Wellness and Recovery Fund Action Grants
This winter, with the support of a generous anonymous donor, the Wellness and Recovery Fund additionally launched Action Grants to provide organizations up to $5,000 each for efforts to destigmatize substance abuse/misuse, provide addiction and harm reduction services, organizing and advocacy actions, and training for and the distribution of harm reduction supplies. The Action Grants have deployed $20,000 so far. Organizations received funding for the following initiatives:
Brooklyn Community Pride Center: To support programming that empowers LGBTQIA+ youth to make positive choices around substance use via counseling, support groups, and participating in the Lighthouse Learning Collective, a group which engages LGBTQIA+ service providers and harm reduction organizations.
JMAC for Families: To support harm reduction efforts and advocacy for birthing people who use substances, including working on the Informed Consent Bill (4285A), which would require NY hospitals to obtain consent from pregnant and birthing patients before drug testing them and their babies.
The Hannah Legacy: To support holistic harm reduction programming including overdose education, counseling, referrals to treatment for infectious diseases and substance use disorders, distribution of opioid overdose reversal medications, and more.

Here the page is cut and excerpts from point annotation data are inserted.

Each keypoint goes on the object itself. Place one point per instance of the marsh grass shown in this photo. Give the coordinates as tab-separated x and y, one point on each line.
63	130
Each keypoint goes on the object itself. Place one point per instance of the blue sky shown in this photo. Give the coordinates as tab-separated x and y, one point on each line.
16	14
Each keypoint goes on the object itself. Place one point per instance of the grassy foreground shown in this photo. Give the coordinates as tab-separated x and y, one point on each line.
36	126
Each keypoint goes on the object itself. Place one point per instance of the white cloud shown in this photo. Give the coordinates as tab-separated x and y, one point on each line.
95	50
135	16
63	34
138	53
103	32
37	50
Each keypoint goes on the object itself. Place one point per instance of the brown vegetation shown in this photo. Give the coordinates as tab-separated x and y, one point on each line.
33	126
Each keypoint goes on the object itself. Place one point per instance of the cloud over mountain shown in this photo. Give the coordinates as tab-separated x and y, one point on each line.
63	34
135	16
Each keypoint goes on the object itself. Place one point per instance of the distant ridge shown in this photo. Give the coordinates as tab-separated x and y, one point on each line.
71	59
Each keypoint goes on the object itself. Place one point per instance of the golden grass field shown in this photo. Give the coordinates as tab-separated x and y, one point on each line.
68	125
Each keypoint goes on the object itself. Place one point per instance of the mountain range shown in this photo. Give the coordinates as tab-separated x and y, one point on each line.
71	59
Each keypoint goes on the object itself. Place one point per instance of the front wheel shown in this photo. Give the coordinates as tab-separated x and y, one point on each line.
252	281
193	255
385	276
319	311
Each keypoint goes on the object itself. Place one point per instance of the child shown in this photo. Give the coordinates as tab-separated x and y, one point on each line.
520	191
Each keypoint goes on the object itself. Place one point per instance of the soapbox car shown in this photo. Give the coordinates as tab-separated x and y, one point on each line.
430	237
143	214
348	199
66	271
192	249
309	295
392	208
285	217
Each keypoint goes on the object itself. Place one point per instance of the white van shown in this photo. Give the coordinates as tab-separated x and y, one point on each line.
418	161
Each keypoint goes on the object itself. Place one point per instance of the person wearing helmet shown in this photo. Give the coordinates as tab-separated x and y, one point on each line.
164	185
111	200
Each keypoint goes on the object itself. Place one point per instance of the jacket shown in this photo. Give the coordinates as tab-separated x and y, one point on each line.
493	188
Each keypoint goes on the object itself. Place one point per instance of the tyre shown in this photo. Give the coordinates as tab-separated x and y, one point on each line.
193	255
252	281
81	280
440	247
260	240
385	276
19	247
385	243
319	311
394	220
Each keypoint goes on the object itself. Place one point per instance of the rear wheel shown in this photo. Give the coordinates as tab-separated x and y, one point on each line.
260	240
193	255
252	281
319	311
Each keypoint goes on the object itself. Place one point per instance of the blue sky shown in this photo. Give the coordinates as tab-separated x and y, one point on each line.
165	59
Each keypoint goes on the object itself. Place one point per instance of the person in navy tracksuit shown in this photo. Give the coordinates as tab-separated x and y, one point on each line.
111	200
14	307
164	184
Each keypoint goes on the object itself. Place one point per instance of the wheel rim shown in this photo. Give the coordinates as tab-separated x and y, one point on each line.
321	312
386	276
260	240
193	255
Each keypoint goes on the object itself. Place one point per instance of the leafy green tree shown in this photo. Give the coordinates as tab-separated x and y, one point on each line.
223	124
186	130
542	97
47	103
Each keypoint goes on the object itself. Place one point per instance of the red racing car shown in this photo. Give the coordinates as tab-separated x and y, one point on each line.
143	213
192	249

Brooklyn Emerge Inc: To support harm reduction programming and outreach efforts to young people at risk for drug and substance use.
The Bigger Picture: Substance Misuse in New York City
The establishment of our Wellness and Recovery Fund comes at a crucial time for the health, vitality, and safety of our fellow New Yorkers. In 2021, New York City saw a total of 2,668 fatal overdoses, putting drug-related deaths at an all-time high in the city. While fentanyl was detected in 80% of all overdose deaths in the city, a new drug called xylazine (which is often mixed with fentanyl) was found in 429 of those overdoses.
Overdose Prevention Centers
Our grantmaking is also supplementing other landmark efforts throughout the city. In late 2023, New York became the first city in the United States to allow for overdose prevention centers, where people can safely use drugs under staff supervision. As of late 2022, two different locations have saved over 600 lives.
Recreational Marijuana Legalization
The legalization of recreational marijuana by New York State in 2021 has allowed for the city’s first legal dispensary, run by Housing Works, a BIPOC-led social-service agency that serves people with HIV and AIDS, as well as those who are homeless and formerly incarcerated.
Long Term Support
Moving forward, New York Attorney General Letitia James is devoting more than $1.6 billion in opioid settlement money to treatment, recovery, and prevention efforts in New York communities. The funds were seized from companies involved in manufacturing, distributing, and selling opioids. Over the next five years, the funds will be allocated to harm reduction, treatment within the city’s public hospital system, and support for people who use drugs, along with their families.
We look forward to seeing our partner organizations’ growth and development as they continue this crucial work to advance advocacy and harm reduction services across our city.